Адлер основывается на том, что Кант центральным вопросом философии сделал вопрос о том, как возможно познание, и ему нет дела до основного вопроса философии Энгельса и Ленина. Но независимо от того, какой вопрос Кант хотел сделать центральным, он не может миновать вопроса об отношении мышления к бытию. Угодно или неугодно Канту заняться этим вопросом, — все его рассуждения базируются на определенном понимании этого отношения. Решение всякой философской проблемы предполагает — осознанную или нет — позицию в решении основного вопроса. От этого вопроса не отвертеться. Гони его в дверь, он войдет в окно.
Адлер уверяет, что противопоставление «критического» идеализма материализму недопустимо, так как в обоих случаях деление философских учений производится в различных плоскостях (118). Материализм представляет-де собой определенное понимание бытия, это — один из возможных ответов на вопрос о сущности бытия, в то время как «критически-познавательное мышление» дает решение проблемы познания. Но Адлер прикидывается, будто не понимает, что проблема бытия и проблема познания неразрывно спаяны друг с другом, что определенное решение одной из них упирается в соответствующее решение другой, что это — две стороны, два аспекта единого вопроса: основного вопроса философии. Уже в понимании соотношения обеих проблем обнаруживается разделение двух направлений в философии. Чтобы быть познаваемым, надо бьшгь, притом независимо от сознания, — утверждает материалист; чтобы быть, надо быть познаваемым, — утверждает «критический» идеалист.
Центральная проблема критицизма есть не что иное, как одна из возможных формулировок одной из сторон основного вопроса философии. Она есть не что иное, как «другая сторона» вопроса, о которой говорит Энгельс: «Как относится наше мышление к окружающему миру?» Будучи рассмотрен в этом аспекте, основной вопрос философии точно так же делает возможными два и только два основных решения: либо наши мысли вторичны по отношению к существующему независимо от них объективному миру, либо наши мысли независимы от него, являются законодателями природы, а «окружающий мир» зависим от них, является их порождением. Материалисты дают первый ответ, идеалисты — второй. Поскольку Кант не считает мышление вторичным, зависимым по отношению к бытию, поскольку он считает его коренящимся в самом субъекте, поскольку весь познаваемый мир представляется им производным от познавательных способностей субъекта, поскольку существующее растворяется в познаваемом мире, — постольку Кант выражает идеалистическую линию в философии. Поскольку познание, субъект, опыт и т. п. ставятся Кантом в зависимость от «вещи в себе», постольку он вступает на путь, ведущий к материализму.

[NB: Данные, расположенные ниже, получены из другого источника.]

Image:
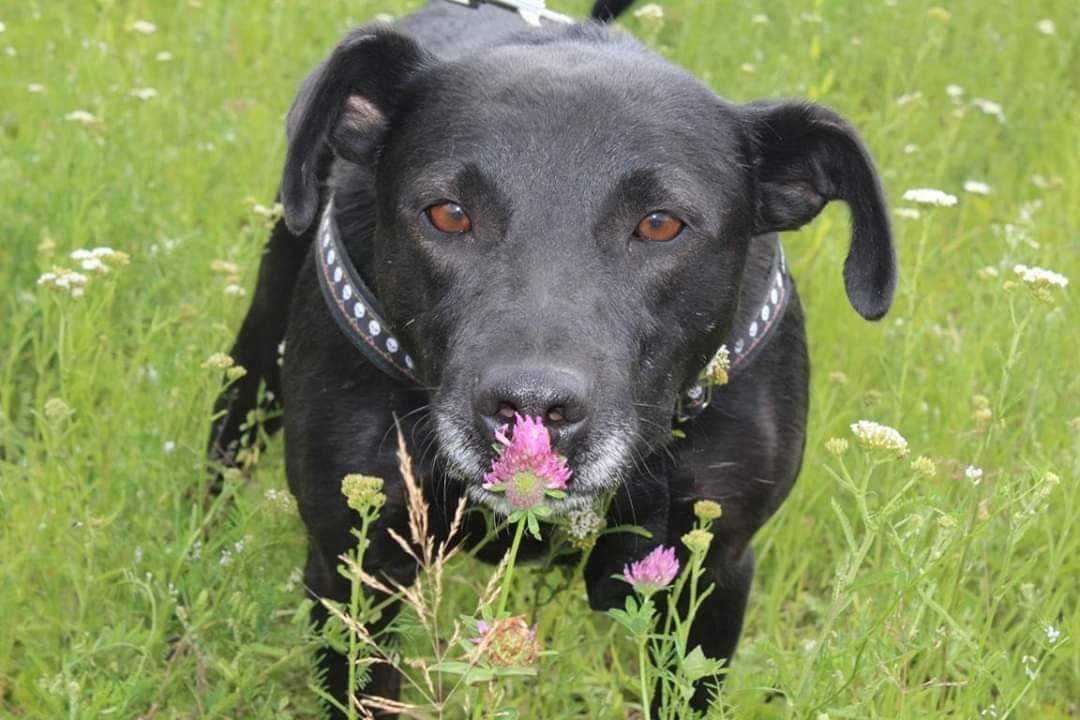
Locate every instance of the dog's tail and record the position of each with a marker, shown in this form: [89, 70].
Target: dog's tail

Но Кант колеблется между этими двумя линиями и свою половинчатость сохраняет, настаивает на ней, закрепляет ее в своем агностицизме. Агностицизм Канта выражает в одно и то же время независимость познания от объективной реальности (в царстве познания субъект — самодержец) и его зависимость от нее (аффицирующая чувственность трансцендентная вещь). Этот агностицизм, таким образом, воплощает межеумочность кантианства.
Поскольку Кант не хочет отказаться окончательно от вызывающего ощущения внешнего мира и в то же время развивает идеалистическое учение о познании, постольку он оказывается агностиком. «Трансцендентальный объект, лежащий в основе внешних явлений, а также то, что лежит в основе внутренних, не есть ни материя, ни мыслящее существо само по себе, оно есть неизвестное нам основание явлений, дающее нам эмпирическое понятие как первого, так и второго рода»[64]. Здесь с исключительной наглядностью выражено, как уклонение от последовательного идеализма или материализма влечет за собой агностическое воздержание от решения. Ортодоксальный критицизм таким образом не возвышается над идеализмом и материализмом, а находится в состоянии, весьма напоминающем известный «персонаж» Буридана. Кант, отгородив представление от «вещей в себе», обрек себя на агностицизм. «Каковы вещи в себе (без отношения к представлениям, посредством которых они аффицируют нас), это находится совершенно вне сферы нашего знания»[65]. «…Вещь в себе я ницоим образом не могу познать с помощью теоретического разума (и тем менее с помощью эмпирического наблюдения)…»[66].